Treatment with either agent was continued until the occurrence of disease progression. The dosing schedule could be modified in the event of treatment-associated intolerable adverse events. Overall, 49 men went from abiraterone to enzalutamide, 59 went from enzalutamide to abiraterone, 54 went from abiraterone to docetaxel, and 60 went from enzalutamide to docetaxel.
Men in the docetaxel group had higher PSA levels at baseline, but there were no significant differences in the remaining major clinicopathological parameters noted between these 2 groups. The proportions of patients achieving PSA decline of >0 (70.2% vs 50.0%), ≥30 (52.6% vs 33.3%), and ≥50% (42.1% vs 21.3%) were significantly higher in the ARATA-to-docetaxel arm.
Furthermore, investigators found that, when the reduction patterns of the serum PSA values were compared among the 4 groups receiving different sequences of each line of therapy, there were significant differences in the proportions of patients achieving PSA decline >0, ≥30% and ≥50% observed for the enzalutamide-to-abiraterone group versus the abiraterone-to-docetaxel and enzalutamide-to-abiraterone versus enzalutamide-to-docetaxel .
Univariate analyses identified duration of ADT, ECOG performance status, clinical symptoms, first-line ARATA, and second-line therapy for PSA PFS, and ECOG performance status, clinical symptoms, baseline PSA level, visceral metastasis, first-line ARATA and second-line therapy for OS as significant prognostic indicators. ECOG performance status and second-line therapy for PSA PFS, and ECOG performance status and visceral metastasis for OS remained significant prognostic indicators on multivariate analysis.

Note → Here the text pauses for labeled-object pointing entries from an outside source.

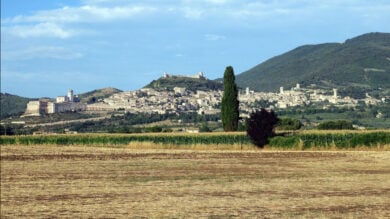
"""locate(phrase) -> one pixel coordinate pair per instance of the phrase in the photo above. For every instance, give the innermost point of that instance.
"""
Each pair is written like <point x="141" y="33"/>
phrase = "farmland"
<point x="50" y="180"/>
<point x="303" y="140"/>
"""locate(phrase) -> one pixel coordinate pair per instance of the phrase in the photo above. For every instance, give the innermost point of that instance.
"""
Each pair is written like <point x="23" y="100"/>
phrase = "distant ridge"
<point x="93" y="96"/>
<point x="192" y="83"/>
<point x="360" y="64"/>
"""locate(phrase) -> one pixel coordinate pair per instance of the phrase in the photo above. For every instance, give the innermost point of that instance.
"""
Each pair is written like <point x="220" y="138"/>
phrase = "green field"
<point x="304" y="140"/>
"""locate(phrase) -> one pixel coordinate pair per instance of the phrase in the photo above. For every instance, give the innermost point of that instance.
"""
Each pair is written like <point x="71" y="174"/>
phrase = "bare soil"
<point x="56" y="182"/>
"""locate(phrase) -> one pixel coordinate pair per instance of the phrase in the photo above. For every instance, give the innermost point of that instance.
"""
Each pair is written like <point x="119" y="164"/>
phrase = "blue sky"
<point x="49" y="46"/>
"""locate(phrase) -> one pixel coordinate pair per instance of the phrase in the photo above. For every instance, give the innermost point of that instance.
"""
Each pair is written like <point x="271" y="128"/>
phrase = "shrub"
<point x="204" y="128"/>
<point x="260" y="126"/>
<point x="335" y="125"/>
<point x="289" y="124"/>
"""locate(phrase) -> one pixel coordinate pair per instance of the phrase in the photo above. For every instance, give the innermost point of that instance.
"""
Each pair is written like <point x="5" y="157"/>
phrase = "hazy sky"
<point x="49" y="46"/>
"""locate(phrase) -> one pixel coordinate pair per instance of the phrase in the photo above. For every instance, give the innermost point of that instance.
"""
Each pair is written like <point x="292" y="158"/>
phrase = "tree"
<point x="229" y="105"/>
<point x="260" y="126"/>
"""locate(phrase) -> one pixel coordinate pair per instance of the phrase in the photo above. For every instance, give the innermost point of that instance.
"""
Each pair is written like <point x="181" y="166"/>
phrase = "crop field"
<point x="46" y="181"/>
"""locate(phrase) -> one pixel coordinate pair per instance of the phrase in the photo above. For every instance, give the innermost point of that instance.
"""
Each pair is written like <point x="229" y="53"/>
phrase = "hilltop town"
<point x="181" y="100"/>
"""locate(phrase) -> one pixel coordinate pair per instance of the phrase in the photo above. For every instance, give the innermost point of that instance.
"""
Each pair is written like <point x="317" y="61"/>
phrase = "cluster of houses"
<point x="181" y="100"/>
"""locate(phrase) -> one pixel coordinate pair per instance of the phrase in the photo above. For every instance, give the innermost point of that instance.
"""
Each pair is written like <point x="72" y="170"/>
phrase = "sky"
<point x="50" y="46"/>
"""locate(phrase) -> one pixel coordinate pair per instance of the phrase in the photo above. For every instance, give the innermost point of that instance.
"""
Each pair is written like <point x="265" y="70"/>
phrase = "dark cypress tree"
<point x="229" y="106"/>
<point x="260" y="126"/>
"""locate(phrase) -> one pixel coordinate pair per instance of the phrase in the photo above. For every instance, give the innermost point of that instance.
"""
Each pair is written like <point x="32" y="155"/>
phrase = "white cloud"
<point x="39" y="30"/>
<point x="214" y="37"/>
<point x="83" y="14"/>
<point x="51" y="52"/>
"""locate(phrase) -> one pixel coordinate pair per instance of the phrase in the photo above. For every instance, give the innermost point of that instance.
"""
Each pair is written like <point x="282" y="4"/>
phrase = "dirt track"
<point x="49" y="181"/>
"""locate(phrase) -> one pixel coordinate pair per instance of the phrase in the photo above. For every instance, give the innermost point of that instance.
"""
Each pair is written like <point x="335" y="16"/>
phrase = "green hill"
<point x="93" y="96"/>
<point x="360" y="64"/>
<point x="192" y="84"/>
<point x="12" y="105"/>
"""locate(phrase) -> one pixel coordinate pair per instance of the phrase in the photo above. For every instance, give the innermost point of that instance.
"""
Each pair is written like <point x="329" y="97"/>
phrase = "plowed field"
<point x="50" y="181"/>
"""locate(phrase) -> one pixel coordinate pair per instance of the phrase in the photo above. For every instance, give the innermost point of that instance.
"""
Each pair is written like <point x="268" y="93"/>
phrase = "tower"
<point x="334" y="92"/>
<point x="70" y="95"/>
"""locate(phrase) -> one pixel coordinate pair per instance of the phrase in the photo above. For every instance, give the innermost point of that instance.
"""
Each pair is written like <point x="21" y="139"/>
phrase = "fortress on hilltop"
<point x="68" y="103"/>
<point x="199" y="75"/>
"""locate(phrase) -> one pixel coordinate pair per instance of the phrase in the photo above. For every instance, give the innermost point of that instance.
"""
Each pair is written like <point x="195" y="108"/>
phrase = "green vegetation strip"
<point x="329" y="140"/>
<point x="125" y="139"/>
<point x="302" y="141"/>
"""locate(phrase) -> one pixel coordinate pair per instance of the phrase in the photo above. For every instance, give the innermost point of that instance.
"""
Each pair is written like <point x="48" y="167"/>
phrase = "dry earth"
<point x="50" y="181"/>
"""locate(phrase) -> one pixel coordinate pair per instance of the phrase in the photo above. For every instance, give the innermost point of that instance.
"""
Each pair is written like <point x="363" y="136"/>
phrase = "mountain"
<point x="93" y="96"/>
<point x="190" y="83"/>
<point x="359" y="64"/>
<point x="12" y="105"/>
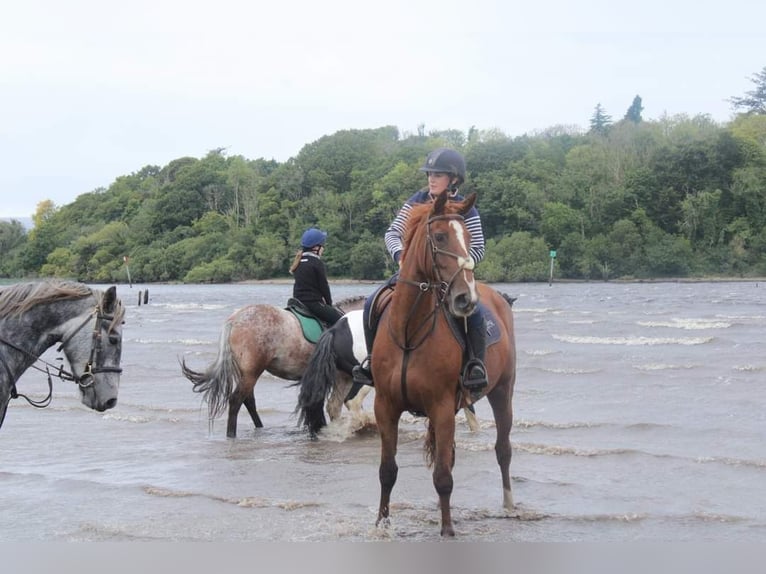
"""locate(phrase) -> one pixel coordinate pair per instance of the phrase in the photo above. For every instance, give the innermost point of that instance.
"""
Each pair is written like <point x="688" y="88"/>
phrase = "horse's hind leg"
<point x="250" y="405"/>
<point x="500" y="401"/>
<point x="442" y="435"/>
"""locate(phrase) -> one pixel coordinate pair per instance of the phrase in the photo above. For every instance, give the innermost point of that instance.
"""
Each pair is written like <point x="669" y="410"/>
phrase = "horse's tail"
<point x="429" y="446"/>
<point x="317" y="383"/>
<point x="218" y="380"/>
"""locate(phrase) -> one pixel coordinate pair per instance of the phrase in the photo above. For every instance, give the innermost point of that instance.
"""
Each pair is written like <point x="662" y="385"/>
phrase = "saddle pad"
<point x="311" y="327"/>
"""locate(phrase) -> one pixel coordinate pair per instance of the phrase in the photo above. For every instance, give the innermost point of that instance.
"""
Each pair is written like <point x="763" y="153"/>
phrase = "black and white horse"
<point x="86" y="322"/>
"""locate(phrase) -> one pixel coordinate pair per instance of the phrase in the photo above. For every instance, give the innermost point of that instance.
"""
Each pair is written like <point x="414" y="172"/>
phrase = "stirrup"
<point x="361" y="373"/>
<point x="474" y="377"/>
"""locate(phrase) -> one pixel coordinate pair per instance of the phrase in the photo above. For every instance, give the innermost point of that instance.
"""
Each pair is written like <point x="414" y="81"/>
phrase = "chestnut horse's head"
<point x="436" y="252"/>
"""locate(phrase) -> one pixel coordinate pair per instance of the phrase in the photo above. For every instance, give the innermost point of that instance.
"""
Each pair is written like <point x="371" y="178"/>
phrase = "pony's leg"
<point x="355" y="404"/>
<point x="240" y="395"/>
<point x="500" y="401"/>
<point x="250" y="406"/>
<point x="388" y="427"/>
<point x="442" y="433"/>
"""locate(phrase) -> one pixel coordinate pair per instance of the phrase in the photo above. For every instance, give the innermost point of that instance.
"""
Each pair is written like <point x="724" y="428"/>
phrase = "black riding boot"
<point x="474" y="371"/>
<point x="361" y="373"/>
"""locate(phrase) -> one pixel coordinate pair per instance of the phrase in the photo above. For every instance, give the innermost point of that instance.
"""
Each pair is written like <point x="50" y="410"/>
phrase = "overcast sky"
<point x="91" y="89"/>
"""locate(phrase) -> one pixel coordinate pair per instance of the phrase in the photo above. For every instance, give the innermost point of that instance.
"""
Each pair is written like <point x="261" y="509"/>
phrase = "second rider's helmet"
<point x="312" y="237"/>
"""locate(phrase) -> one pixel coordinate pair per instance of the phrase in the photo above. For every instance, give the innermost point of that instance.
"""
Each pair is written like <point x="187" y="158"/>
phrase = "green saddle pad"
<point x="310" y="325"/>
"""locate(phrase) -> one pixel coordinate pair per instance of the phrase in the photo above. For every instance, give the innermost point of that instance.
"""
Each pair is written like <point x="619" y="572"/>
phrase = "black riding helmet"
<point x="446" y="160"/>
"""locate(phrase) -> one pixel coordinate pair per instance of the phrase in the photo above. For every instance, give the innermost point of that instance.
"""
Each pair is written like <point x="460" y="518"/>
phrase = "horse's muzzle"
<point x="463" y="305"/>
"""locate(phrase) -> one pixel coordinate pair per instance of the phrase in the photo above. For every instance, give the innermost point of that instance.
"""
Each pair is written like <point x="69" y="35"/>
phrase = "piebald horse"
<point x="87" y="324"/>
<point x="254" y="339"/>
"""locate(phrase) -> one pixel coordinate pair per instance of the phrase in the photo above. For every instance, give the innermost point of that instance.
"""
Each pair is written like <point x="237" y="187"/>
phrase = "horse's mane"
<point x="20" y="298"/>
<point x="419" y="213"/>
<point x="349" y="300"/>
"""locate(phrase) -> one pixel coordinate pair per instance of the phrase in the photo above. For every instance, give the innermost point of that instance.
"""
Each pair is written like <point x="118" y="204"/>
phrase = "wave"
<point x="568" y="371"/>
<point x="190" y="306"/>
<point x="245" y="502"/>
<point x="687" y="324"/>
<point x="557" y="450"/>
<point x="539" y="352"/>
<point x="632" y="341"/>
<point x="749" y="368"/>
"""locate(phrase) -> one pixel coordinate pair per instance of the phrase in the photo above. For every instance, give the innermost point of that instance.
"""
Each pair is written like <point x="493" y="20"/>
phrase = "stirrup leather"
<point x="361" y="373"/>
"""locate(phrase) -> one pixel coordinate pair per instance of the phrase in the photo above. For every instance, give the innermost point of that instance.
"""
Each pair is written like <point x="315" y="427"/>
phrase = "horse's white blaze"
<point x="467" y="263"/>
<point x="356" y="326"/>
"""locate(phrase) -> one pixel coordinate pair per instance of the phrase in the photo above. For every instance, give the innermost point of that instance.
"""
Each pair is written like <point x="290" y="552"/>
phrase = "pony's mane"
<point x="20" y="298"/>
<point x="349" y="300"/>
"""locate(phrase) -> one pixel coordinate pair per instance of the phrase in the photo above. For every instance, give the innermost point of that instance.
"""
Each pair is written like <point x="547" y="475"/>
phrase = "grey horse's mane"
<point x="20" y="298"/>
<point x="349" y="300"/>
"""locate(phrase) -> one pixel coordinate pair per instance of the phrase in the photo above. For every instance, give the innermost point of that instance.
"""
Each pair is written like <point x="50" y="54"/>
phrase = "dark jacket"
<point x="311" y="280"/>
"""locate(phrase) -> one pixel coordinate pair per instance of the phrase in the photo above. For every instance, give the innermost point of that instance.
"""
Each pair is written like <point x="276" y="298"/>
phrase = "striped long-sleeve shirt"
<point x="395" y="232"/>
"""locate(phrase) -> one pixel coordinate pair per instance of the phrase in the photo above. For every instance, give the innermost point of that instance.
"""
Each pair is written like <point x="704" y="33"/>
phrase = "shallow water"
<point x="639" y="415"/>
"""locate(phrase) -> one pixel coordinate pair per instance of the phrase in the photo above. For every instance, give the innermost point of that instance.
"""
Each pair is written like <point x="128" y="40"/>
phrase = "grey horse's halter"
<point x="83" y="381"/>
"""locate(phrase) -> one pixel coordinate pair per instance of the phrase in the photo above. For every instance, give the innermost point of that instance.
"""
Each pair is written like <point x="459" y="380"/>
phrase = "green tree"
<point x="634" y="111"/>
<point x="754" y="101"/>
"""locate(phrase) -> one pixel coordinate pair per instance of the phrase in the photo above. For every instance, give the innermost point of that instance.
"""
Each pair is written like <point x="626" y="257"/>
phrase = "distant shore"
<point x="289" y="281"/>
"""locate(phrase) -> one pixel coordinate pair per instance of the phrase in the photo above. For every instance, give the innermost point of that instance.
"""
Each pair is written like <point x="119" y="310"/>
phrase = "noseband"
<point x="464" y="263"/>
<point x="435" y="283"/>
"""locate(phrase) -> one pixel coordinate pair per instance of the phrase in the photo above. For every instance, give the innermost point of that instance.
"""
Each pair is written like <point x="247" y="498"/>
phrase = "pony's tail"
<point x="218" y="380"/>
<point x="316" y="384"/>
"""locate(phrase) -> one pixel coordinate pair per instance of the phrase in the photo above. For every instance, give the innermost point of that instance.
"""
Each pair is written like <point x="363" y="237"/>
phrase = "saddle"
<point x="311" y="326"/>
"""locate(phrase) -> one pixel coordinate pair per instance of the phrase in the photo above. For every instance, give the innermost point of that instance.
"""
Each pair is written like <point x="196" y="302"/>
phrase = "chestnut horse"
<point x="417" y="360"/>
<point x="86" y="322"/>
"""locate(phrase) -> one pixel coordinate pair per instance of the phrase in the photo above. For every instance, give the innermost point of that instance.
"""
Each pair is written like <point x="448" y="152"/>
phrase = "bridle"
<point x="92" y="366"/>
<point x="437" y="284"/>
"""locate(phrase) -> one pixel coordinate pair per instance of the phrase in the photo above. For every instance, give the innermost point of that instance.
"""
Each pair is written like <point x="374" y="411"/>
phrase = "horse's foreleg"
<point x="250" y="405"/>
<point x="470" y="418"/>
<point x="242" y="394"/>
<point x="443" y="427"/>
<point x="388" y="426"/>
<point x="500" y="401"/>
<point x="355" y="404"/>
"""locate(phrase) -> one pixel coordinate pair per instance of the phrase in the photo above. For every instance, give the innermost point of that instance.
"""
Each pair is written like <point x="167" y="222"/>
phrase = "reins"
<point x="83" y="381"/>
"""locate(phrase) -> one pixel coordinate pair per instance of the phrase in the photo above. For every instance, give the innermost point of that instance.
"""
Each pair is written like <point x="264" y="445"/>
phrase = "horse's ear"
<point x="441" y="201"/>
<point x="108" y="302"/>
<point x="468" y="203"/>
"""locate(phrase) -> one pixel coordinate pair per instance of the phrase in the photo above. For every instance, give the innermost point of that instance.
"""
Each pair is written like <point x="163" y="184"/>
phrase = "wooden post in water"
<point x="553" y="258"/>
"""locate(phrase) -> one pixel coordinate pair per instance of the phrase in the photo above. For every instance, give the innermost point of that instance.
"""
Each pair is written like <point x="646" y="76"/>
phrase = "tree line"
<point x="679" y="196"/>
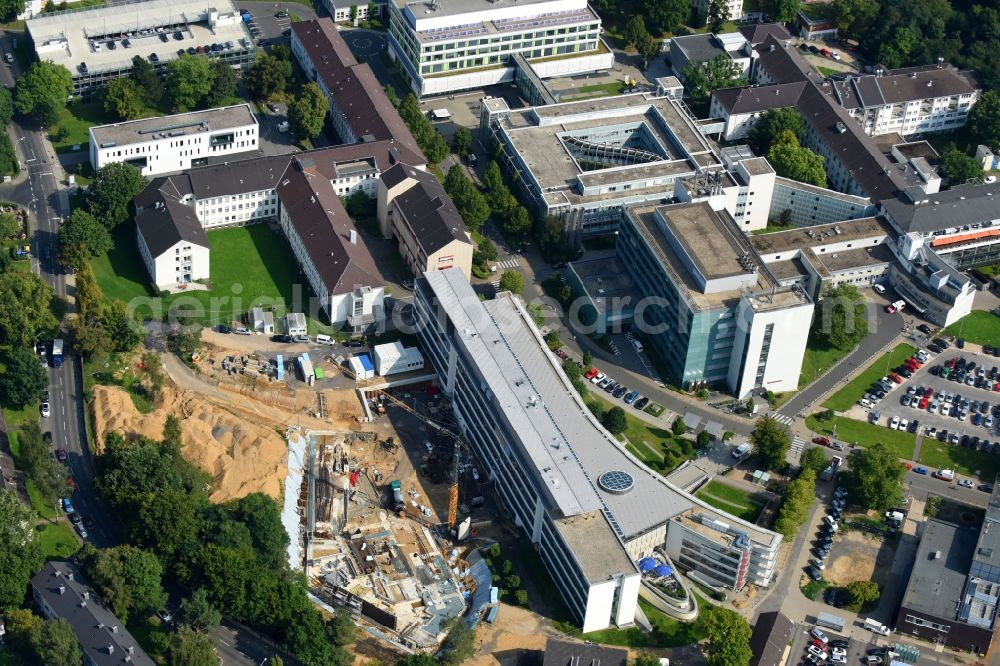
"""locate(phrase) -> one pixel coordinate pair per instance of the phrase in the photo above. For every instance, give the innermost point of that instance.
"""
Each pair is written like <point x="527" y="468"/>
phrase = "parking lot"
<point x="947" y="413"/>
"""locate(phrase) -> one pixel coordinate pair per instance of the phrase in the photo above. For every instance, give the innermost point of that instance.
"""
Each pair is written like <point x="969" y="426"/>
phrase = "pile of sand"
<point x="242" y="457"/>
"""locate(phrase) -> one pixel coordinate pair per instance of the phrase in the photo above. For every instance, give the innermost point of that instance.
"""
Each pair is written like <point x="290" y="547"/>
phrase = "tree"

Miyake H, Sugiyama T, Aki R, et al. Comparison of alternative androgen receptor-axis-targeted agent (ARATA) versus docetaxel as second-line therapy for patients with metastatic castration-resistant prostate cancer progressing after initial ARATA in real-world clinical practice in Japan [published online December 6, 2017]. Clin Genitourin Cancer. doi: 10.1016/ j.clgc.2017.11.007.